The story explores how the protagonist (never named) taps into vivid memories to re-connect with the past and as the scientists conducting the experiment force him back to his past again and again, his memories become stronger and stronger until he feels as if he is truly re-living them.

As the film and story are so outside of the mainstream cinematic experiences that we are used to, it's difficult to decide if what we're seeing is the main character's real memories or something that he himself has concocted.

His strongest memory is of a beautiful young woman, at first seen at a pier at Paris' Orly airport. We then see him 're-visit' this woman again and again in different settings - at a store, in a park, in a museum. Eventually (the voiceover explains) they begin to form a strong connection and you get the feeling that our protagonist begins to manipulate the memories (almost like lucid dreaming) so that they become more powerful and more meaningful.

There is a lovely sequence in a natural history museum, in which the man and woman look at the stuffed exhibits and we see in many shots and in great detail their visit, the detail somehow strengthening the 'reality' of his memories.
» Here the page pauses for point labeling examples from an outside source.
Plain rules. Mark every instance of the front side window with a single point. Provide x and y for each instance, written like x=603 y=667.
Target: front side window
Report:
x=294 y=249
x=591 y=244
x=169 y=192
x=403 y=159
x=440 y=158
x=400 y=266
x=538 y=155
However, the most stunning moment in the film comes as we see the man's memory of the woman laying in bed asleep. We hear birdsong, so can we assume it's morning? She appears naked and from the camera's point of view (as though either sitting on the edge of the bed or leaning up in bed and looking down on the woman) can we assume this is after love-making? There is no voiceover at this stage to tell us anything. The still photos here bleed into one another so smoothly and eventually, and just for a few seconds, a few frames of actual moving film finish the scene. This moving section sees the woman open her eyes and smile gently. The film then cuts abruptly back to the man undergoing experimentation. This is one of the most moving, beautiful, sublime sequences I've ever seen. [Note: I was reminded recently of the Andy Warhol film Empire, an eight hour, black and white silent film of the Empire State Building taken from one viewpoint. As the light changes and dusk arrives, the lights on the building switch on. As a viewer, having sat through maybe 30 minutes of nothing really happening, this transformation is breathtaking. The change in film in La Jetee at this point is somewhat like the Empire transformation.]

The juxtaposition of the film with the photography (almost a waking up) really brings home that feeling of a vivid memory being brought right back to you. A bit like Proust's Madelines but perhaps more ambiguous, as we can't trust all of our own memories. It also serves to remind us of the devastation as we move farther and farther from important events. It's almost impossible to recount accurately the feelings, images, smells and words spoken of even the most poignant experiences of our lives and this really is like some kind of a death.

At the end of the film, we see our hero being released from experimentation and allowed to permanently revisit his most important memory - first seeing the woman at the airport. As he runs toward her though her sees one of the scientists, who shoots and kills him. His desperate need to revisit his most important memory is really about point of our death.

The other thing about this film that amazed me was the use of still photography. Even though they were still photos, they had the essence or something of moving film. A bit like when you look at a sculpture that is so well crafted, it appears to be breathing.